Friday, July 9, 2010

Bassoon with a View

This one time at band camp, I got an invitation to go to Europe. Fifteen years ago, in a July as uncomfortably warm as this one, I joined 70-odd high school students in a band called the American Musical Ambassadors. We had a few days of rehearsal in DC before hopping on a plane to Amsterdam, and touring seven countries in 21 days. An exhausting yet exhilarating venture.

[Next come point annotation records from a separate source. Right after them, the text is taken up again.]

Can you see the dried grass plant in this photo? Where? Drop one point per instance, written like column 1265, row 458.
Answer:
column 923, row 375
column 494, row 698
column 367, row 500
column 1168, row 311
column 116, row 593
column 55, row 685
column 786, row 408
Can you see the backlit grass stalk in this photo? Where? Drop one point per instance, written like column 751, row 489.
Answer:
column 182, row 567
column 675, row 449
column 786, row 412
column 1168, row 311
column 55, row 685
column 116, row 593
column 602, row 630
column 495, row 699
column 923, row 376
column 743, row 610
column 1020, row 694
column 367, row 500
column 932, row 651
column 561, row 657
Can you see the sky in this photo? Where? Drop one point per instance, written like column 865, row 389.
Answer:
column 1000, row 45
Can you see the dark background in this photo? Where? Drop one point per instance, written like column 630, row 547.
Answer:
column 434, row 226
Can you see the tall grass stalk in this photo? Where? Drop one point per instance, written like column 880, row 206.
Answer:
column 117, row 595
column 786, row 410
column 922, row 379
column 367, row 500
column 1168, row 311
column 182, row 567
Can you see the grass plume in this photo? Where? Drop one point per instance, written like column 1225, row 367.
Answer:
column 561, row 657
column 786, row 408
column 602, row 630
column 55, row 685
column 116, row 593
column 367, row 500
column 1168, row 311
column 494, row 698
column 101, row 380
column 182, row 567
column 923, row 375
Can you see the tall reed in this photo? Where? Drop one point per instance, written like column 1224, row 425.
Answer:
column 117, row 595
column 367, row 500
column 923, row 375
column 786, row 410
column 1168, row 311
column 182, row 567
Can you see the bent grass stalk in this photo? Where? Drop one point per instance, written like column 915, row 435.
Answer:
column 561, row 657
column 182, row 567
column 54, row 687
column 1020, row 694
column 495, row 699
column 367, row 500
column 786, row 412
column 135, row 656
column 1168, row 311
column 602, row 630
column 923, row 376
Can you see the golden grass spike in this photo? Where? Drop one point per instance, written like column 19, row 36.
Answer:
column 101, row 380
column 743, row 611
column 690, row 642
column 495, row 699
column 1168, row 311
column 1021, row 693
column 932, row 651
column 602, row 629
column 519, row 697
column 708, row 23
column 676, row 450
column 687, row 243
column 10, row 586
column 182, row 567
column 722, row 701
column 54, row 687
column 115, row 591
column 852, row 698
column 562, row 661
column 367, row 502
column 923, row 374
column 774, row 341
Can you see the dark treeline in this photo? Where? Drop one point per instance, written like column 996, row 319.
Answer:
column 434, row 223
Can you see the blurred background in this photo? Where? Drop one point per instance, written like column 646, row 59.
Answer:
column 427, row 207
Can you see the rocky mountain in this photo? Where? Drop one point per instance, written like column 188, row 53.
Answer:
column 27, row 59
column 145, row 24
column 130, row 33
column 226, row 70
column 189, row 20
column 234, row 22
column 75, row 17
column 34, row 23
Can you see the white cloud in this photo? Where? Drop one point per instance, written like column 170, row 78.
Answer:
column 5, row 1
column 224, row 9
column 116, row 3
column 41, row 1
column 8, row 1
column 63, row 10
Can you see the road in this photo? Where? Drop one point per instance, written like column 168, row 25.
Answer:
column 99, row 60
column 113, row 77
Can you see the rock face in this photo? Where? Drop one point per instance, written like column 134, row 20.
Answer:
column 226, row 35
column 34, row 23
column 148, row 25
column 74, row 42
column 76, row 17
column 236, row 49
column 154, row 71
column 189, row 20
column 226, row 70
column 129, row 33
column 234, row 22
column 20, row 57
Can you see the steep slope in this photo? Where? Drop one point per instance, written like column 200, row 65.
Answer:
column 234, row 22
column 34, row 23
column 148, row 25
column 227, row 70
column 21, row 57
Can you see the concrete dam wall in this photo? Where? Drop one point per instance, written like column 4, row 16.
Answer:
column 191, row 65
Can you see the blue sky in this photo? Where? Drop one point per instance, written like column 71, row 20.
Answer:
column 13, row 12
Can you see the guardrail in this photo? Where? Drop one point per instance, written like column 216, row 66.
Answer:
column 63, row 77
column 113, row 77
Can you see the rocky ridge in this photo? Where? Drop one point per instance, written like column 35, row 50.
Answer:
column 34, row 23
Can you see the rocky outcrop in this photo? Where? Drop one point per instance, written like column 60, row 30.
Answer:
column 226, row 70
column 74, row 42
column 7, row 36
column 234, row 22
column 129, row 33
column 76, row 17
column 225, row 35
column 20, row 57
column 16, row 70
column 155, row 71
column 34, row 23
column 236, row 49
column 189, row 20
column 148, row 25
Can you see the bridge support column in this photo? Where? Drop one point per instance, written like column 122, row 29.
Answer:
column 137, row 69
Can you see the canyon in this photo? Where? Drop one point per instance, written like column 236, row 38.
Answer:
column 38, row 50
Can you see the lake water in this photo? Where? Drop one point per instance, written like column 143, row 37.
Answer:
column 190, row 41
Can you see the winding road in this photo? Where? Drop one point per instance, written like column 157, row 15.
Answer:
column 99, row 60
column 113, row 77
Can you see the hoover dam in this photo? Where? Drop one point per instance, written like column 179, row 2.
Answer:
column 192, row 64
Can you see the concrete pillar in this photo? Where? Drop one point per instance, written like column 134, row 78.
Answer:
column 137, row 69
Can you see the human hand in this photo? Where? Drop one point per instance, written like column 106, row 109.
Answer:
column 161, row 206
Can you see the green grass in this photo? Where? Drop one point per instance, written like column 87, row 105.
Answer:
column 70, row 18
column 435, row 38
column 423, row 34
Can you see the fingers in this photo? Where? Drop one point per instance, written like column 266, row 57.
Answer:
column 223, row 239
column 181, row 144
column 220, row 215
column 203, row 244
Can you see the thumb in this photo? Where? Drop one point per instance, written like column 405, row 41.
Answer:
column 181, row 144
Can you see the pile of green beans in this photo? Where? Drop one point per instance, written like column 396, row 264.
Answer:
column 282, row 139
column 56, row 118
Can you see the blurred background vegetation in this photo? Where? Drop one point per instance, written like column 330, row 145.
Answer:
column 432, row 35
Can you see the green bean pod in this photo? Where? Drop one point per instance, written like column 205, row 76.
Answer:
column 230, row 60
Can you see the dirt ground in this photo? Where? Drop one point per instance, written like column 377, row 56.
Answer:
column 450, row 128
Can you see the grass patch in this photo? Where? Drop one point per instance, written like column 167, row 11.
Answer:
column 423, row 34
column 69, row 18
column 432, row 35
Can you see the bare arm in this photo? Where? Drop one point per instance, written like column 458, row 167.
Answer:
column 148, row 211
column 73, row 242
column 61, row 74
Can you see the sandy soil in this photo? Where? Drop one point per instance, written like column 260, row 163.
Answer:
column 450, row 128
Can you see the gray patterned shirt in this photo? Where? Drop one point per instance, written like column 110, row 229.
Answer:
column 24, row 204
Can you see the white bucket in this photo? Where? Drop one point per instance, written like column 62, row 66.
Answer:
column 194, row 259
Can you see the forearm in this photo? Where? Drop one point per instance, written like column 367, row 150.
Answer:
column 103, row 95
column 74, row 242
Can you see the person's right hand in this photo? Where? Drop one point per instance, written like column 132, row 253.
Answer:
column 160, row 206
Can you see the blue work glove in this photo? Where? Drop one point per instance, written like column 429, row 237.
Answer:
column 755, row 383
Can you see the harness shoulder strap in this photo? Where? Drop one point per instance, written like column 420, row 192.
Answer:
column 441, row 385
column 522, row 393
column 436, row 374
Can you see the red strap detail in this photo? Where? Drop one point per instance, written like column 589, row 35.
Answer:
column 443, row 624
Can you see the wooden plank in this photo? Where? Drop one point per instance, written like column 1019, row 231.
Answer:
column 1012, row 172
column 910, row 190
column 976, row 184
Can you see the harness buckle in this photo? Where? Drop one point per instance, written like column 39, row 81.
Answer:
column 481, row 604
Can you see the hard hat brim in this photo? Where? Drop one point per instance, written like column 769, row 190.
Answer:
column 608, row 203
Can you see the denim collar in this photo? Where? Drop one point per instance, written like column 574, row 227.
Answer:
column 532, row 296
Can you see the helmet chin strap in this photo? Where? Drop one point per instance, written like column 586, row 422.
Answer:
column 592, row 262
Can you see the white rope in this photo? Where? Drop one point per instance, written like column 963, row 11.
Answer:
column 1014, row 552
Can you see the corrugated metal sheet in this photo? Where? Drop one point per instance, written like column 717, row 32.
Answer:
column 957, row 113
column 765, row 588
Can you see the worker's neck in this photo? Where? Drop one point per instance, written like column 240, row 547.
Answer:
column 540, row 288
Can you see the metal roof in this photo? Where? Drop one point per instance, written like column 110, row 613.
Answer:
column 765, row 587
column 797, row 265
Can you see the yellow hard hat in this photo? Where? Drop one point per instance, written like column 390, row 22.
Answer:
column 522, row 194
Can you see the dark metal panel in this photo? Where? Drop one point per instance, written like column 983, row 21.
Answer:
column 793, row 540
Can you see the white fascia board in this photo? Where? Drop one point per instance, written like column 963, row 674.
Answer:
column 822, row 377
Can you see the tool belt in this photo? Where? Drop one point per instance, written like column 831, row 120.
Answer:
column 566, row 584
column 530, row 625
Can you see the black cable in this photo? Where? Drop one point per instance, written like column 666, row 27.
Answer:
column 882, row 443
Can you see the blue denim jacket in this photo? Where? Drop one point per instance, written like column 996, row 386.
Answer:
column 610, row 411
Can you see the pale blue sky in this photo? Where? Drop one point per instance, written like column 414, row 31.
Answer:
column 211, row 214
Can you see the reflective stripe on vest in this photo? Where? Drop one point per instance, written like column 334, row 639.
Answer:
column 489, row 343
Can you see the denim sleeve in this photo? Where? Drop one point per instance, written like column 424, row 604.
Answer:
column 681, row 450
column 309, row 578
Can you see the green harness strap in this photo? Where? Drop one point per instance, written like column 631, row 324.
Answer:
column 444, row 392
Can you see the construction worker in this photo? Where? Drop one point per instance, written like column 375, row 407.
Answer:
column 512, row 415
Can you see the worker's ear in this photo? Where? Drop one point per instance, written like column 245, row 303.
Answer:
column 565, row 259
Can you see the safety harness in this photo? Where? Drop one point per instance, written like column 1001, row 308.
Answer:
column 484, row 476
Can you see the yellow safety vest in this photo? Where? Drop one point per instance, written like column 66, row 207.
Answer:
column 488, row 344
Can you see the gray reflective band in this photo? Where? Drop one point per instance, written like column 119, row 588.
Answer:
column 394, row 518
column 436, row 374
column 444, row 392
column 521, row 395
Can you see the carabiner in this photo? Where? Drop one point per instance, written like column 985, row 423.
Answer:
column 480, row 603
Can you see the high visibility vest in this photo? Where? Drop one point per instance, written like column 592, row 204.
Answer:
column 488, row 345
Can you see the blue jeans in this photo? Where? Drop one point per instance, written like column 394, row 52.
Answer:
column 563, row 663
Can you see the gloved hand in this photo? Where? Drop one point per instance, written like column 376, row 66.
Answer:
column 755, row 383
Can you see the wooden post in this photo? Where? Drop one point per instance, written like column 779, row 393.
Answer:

When I question my bravery or whether I achieved anything of import, I think back to those three weeks. No tour guide or travel show could have prepared me for the world that lay outside those double doors of Schiphol Airport. Of course, there were the big things -- touring the canals of Amsterdam and Venice, standing in the Austrian throne room of Maria Theresa, viewing a sunset from the top of the Eiffel Tower, dodging raindrops in Piccadilly Circus. But the moments that I still treasure from that trip are seemingly small ones. Watching a dubbed episode of "Rescue 911" with our host family in Ede, Holland; dancing to an oompah band in a village in southern Germany; eating the best chocolate cake ever in a riverside cafe in Innsbruck; shopping for lunch in a Swiss grocery store; being within arm's reach of one of my favorite comedians, Jim Sweeney, at a London Improv show. I also got very good at doing laundry in a sink.

I'm so grateful to have had that experience, and I feel sad for people that don't (or won't) take the opportunity to travel. Maybe you don't have that wanderlust. Maybe everything you need in life is right there within your county lines. And if so, I'm incredibly jealous. Because now I always wonder what else is out there. What haven't I seen, who haven't I met, what foods haven't I tasted. As Americans, we should be looking outward and learning from others. Not locking the door, turning off the light and saying "No Vacancy."

The Fourth of July has now come and gone. And it was an enjoyable holiday spent with my sister, her husband and their cat. We watched the specials on TV and the fireworks from their Silver Spring balcony. But as for patriotic moments, there's not much that can beat a summer afternoon fifteen years ago in Paris' Luxembourg Gardens, where French children spun and smiled with contagious joy as our band played "Stars and Stripes." A whole big world in one little gazebo, with liberty and justice for all.

1 comment:

  1. I'm going to show my age here, but when we were in Paris last month, we watched an episode of Starskey & Hutch. It was like walking through a time machine, but HubAZ and I loved it!

    I agree about traveling. It's great to see the world, we have so much more in common with people than we know.